As it prepares to mark its third anniversary of opening, the National Cyber Security Centre (NCSC) has said that defending the UK is a team effort and encouraged more businesses to work with it.
Speaking at the Virus Bulletin 2019 conference in London, director of operations at the NCSC Paul Chichester, reflected on the work done to create the NCSC, and how UK businesses needed to work alongside it.
Chichester explained that the momentum for a response center had begun when, in the 2000s, the attackers targeting the UK were looked at closer, and today “there are 20 nation state threats that we track” and while it does not track all threats and compete with commercial companies, it can “understand additional insights.”
He said that with 20 years of capability and insight to understand threats to the UK, the government funding in 2010 led to the development of the NCSC, which solved the problem of the “obvious flaws in the approach that the UK took,” in particular that there was no single point or place to go to report issues.
Admitting that the work of the NCSC will not stop the UK being an interest for attackers, Chichester pointed out that it is able to counter threats. “Our work in the past has been on observing threats, and our view is that it is not about counting but countering the threat,” he added.
He also said that as the NCSC is responsible for attribution, the UK government understands the context of threats and can assess threat as it pertains to the UK. “Also, we don’t respond with a red button, but by helping people, reporting to the victim and doing victim notification,” he continued, that the NCSC does “a huge amount of work in the UK and works with organizations to help them recover. Attribution is an art, not a science,” he said.
He concluded his talk by saying that the NCSC wants to collaborate more, and work with people in the industry “and for us it is a team sport and please talk to us - we care about the things you care about.”

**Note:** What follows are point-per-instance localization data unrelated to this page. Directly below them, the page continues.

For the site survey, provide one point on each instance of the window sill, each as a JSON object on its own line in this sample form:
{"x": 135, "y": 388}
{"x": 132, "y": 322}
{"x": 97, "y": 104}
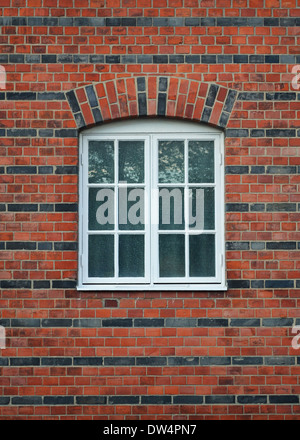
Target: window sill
{"x": 153, "y": 287}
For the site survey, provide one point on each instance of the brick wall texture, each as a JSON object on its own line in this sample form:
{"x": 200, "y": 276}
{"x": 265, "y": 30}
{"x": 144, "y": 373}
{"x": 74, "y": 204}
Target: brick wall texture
{"x": 72, "y": 64}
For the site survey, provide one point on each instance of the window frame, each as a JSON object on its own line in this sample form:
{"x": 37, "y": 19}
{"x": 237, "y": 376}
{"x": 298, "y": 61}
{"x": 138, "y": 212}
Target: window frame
{"x": 152, "y": 130}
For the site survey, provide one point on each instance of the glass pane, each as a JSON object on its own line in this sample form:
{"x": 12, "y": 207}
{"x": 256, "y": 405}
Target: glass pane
{"x": 101, "y": 256}
{"x": 201, "y": 161}
{"x": 101, "y": 162}
{"x": 171, "y": 208}
{"x": 171, "y": 161}
{"x": 131, "y": 208}
{"x": 172, "y": 255}
{"x": 202, "y": 255}
{"x": 131, "y": 256}
{"x": 131, "y": 161}
{"x": 202, "y": 208}
{"x": 101, "y": 209}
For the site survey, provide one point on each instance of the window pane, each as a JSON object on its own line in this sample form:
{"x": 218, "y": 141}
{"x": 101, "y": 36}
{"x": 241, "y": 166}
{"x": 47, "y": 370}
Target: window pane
{"x": 172, "y": 255}
{"x": 101, "y": 162}
{"x": 131, "y": 208}
{"x": 131, "y": 161}
{"x": 201, "y": 161}
{"x": 101, "y": 256}
{"x": 171, "y": 161}
{"x": 131, "y": 256}
{"x": 202, "y": 255}
{"x": 101, "y": 209}
{"x": 202, "y": 208}
{"x": 171, "y": 208}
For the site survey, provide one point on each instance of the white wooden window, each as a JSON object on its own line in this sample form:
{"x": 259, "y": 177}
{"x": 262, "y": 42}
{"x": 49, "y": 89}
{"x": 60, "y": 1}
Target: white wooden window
{"x": 151, "y": 209}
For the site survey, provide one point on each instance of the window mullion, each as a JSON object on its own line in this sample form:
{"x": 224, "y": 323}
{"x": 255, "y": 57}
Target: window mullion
{"x": 116, "y": 235}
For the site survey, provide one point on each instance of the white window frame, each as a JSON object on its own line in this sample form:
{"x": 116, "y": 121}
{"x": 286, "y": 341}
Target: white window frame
{"x": 151, "y": 131}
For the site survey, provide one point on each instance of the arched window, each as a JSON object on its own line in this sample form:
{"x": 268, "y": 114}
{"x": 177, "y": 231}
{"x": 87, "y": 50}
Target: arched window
{"x": 151, "y": 206}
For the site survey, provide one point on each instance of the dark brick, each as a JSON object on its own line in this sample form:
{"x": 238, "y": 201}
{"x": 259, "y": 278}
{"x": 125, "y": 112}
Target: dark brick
{"x": 163, "y": 84}
{"x": 248, "y": 360}
{"x": 45, "y": 170}
{"x": 161, "y": 104}
{"x": 280, "y": 399}
{"x": 15, "y": 284}
{"x": 58, "y": 284}
{"x": 279, "y": 284}
{"x": 21, "y": 245}
{"x": 237, "y": 245}
{"x": 141, "y": 84}
{"x": 22, "y": 207}
{"x": 26, "y": 400}
{"x": 212, "y": 94}
{"x": 181, "y": 322}
{"x": 238, "y": 284}
{"x": 41, "y": 284}
{"x": 236, "y": 169}
{"x": 58, "y": 400}
{"x": 149, "y": 322}
{"x": 277, "y": 322}
{"x": 280, "y": 132}
{"x": 91, "y": 96}
{"x": 281, "y": 245}
{"x": 215, "y": 400}
{"x": 73, "y": 101}
{"x": 25, "y": 322}
{"x": 65, "y": 246}
{"x": 66, "y": 133}
{"x": 88, "y": 360}
{"x": 123, "y": 400}
{"x": 57, "y": 322}
{"x": 206, "y": 114}
{"x": 188, "y": 360}
{"x": 119, "y": 360}
{"x": 280, "y": 360}
{"x": 212, "y": 322}
{"x": 237, "y": 132}
{"x": 244, "y": 322}
{"x": 237, "y": 207}
{"x": 66, "y": 207}
{"x": 97, "y": 114}
{"x": 156, "y": 400}
{"x": 91, "y": 400}
{"x": 57, "y": 361}
{"x": 281, "y": 207}
{"x": 215, "y": 360}
{"x": 21, "y": 96}
{"x": 21, "y": 170}
{"x": 46, "y": 207}
{"x": 142, "y": 103}
{"x": 88, "y": 322}
{"x": 187, "y": 400}
{"x": 117, "y": 322}
{"x": 153, "y": 360}
{"x": 251, "y": 400}
{"x": 24, "y": 361}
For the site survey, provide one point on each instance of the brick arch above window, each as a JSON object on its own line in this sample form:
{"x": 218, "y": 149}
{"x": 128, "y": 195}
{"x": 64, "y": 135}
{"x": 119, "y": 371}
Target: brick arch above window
{"x": 167, "y": 96}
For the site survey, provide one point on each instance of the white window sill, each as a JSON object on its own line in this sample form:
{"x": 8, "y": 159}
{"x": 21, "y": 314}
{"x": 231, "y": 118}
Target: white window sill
{"x": 152, "y": 287}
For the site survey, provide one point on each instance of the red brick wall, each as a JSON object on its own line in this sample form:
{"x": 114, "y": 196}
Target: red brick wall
{"x": 160, "y": 355}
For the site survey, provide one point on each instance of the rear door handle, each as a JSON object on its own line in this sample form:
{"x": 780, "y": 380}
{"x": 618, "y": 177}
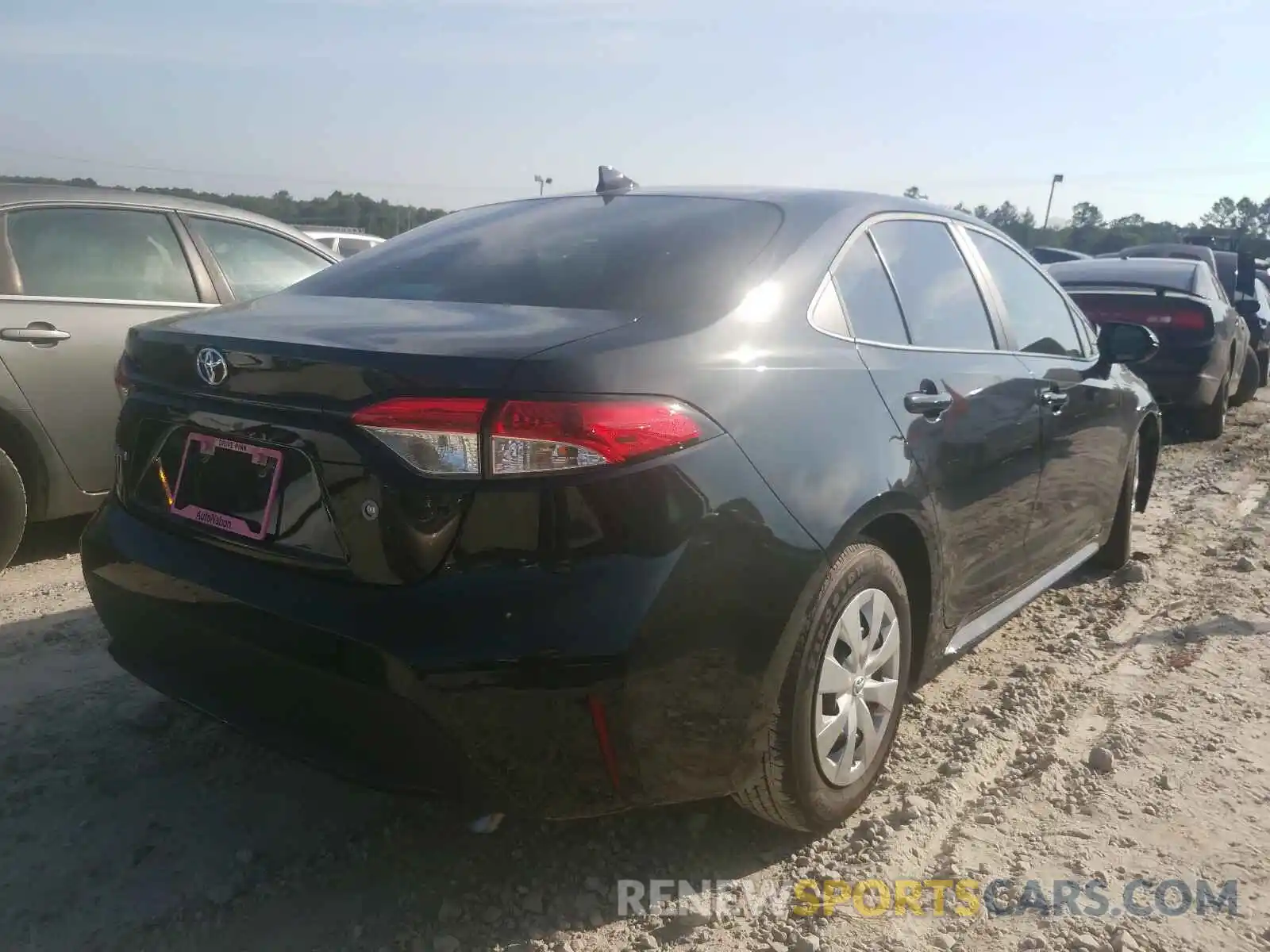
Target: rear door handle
{"x": 35, "y": 334}
{"x": 1053, "y": 399}
{"x": 927, "y": 404}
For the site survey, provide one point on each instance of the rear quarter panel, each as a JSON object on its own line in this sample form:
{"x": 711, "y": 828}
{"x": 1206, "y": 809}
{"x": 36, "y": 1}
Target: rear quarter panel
{"x": 800, "y": 405}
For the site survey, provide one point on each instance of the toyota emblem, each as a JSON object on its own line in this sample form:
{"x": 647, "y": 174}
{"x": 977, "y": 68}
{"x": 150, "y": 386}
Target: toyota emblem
{"x": 211, "y": 366}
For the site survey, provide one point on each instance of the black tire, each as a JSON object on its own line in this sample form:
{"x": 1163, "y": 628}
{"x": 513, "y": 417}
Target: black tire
{"x": 1249, "y": 380}
{"x": 791, "y": 790}
{"x": 1118, "y": 549}
{"x": 1210, "y": 423}
{"x": 13, "y": 509}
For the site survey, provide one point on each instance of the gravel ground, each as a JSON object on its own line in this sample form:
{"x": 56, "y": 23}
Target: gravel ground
{"x": 1114, "y": 731}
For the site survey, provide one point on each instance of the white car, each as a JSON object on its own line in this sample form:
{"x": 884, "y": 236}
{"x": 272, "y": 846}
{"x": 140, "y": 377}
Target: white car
{"x": 343, "y": 243}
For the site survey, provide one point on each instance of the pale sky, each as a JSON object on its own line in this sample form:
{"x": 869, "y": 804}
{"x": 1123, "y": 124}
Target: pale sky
{"x": 1157, "y": 107}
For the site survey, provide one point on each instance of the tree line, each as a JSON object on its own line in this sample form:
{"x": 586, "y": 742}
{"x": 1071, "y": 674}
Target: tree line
{"x": 1091, "y": 232}
{"x": 340, "y": 209}
{"x": 1087, "y": 230}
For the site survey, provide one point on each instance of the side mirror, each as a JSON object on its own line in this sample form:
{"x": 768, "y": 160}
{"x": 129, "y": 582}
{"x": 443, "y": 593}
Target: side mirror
{"x": 1127, "y": 343}
{"x": 1246, "y": 274}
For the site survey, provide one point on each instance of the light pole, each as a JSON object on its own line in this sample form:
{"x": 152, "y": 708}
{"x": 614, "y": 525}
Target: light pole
{"x": 1051, "y": 202}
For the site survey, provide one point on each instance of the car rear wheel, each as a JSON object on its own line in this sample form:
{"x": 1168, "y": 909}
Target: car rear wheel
{"x": 1118, "y": 549}
{"x": 842, "y": 697}
{"x": 1210, "y": 423}
{"x": 13, "y": 509}
{"x": 1249, "y": 381}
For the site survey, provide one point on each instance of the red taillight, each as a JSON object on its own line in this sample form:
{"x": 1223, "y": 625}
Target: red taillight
{"x": 438, "y": 437}
{"x": 442, "y": 437}
{"x": 540, "y": 436}
{"x": 1151, "y": 313}
{"x": 121, "y": 378}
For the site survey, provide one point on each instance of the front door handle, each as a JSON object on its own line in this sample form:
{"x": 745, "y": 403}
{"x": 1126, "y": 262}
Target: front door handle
{"x": 1053, "y": 399}
{"x": 927, "y": 404}
{"x": 38, "y": 333}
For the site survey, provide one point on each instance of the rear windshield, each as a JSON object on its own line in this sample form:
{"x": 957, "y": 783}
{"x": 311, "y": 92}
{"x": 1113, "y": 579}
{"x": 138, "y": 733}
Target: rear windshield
{"x": 626, "y": 253}
{"x": 1174, "y": 274}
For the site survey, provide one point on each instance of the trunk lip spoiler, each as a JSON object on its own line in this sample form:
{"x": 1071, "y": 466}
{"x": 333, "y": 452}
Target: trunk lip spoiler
{"x": 1134, "y": 287}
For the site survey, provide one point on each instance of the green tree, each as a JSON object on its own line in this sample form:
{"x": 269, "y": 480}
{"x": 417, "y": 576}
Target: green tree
{"x": 1086, "y": 216}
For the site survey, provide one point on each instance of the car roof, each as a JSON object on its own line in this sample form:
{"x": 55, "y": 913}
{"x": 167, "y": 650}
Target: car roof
{"x": 823, "y": 200}
{"x": 23, "y": 194}
{"x": 324, "y": 232}
{"x": 1168, "y": 272}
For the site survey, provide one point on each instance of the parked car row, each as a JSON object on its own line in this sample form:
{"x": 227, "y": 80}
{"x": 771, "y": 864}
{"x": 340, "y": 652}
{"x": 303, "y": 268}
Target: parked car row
{"x": 78, "y": 268}
{"x": 1206, "y": 309}
{"x": 583, "y": 503}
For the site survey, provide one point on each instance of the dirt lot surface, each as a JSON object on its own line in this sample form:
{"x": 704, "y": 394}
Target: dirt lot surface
{"x": 1115, "y": 731}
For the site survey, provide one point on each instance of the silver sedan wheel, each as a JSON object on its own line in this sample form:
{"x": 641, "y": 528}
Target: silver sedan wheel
{"x": 857, "y": 689}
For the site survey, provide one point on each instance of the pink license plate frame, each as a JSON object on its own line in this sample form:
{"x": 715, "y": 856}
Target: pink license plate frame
{"x": 221, "y": 520}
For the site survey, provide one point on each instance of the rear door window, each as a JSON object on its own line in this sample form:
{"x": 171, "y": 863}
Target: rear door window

Later speaking to Infosecurity, Chichester said that the efforts undertaken by the NCSC include doing formal attribution, and protecting the anonymity of the organizations it protects. As part of this, it feeds tactical intelligence via its CISP and partner channels, and he said that companies are often not judged by the compromise, “but how they deal with it.”
Asked if businesses are coming to the NCSC to collaborate, Chichester said they are “massively” and this is fundamental for the business. “We want people to come to us to get insight into threats at a macro level, and we want to work with organizations to help us understand what they are seeing and doing [regarding] incident response.”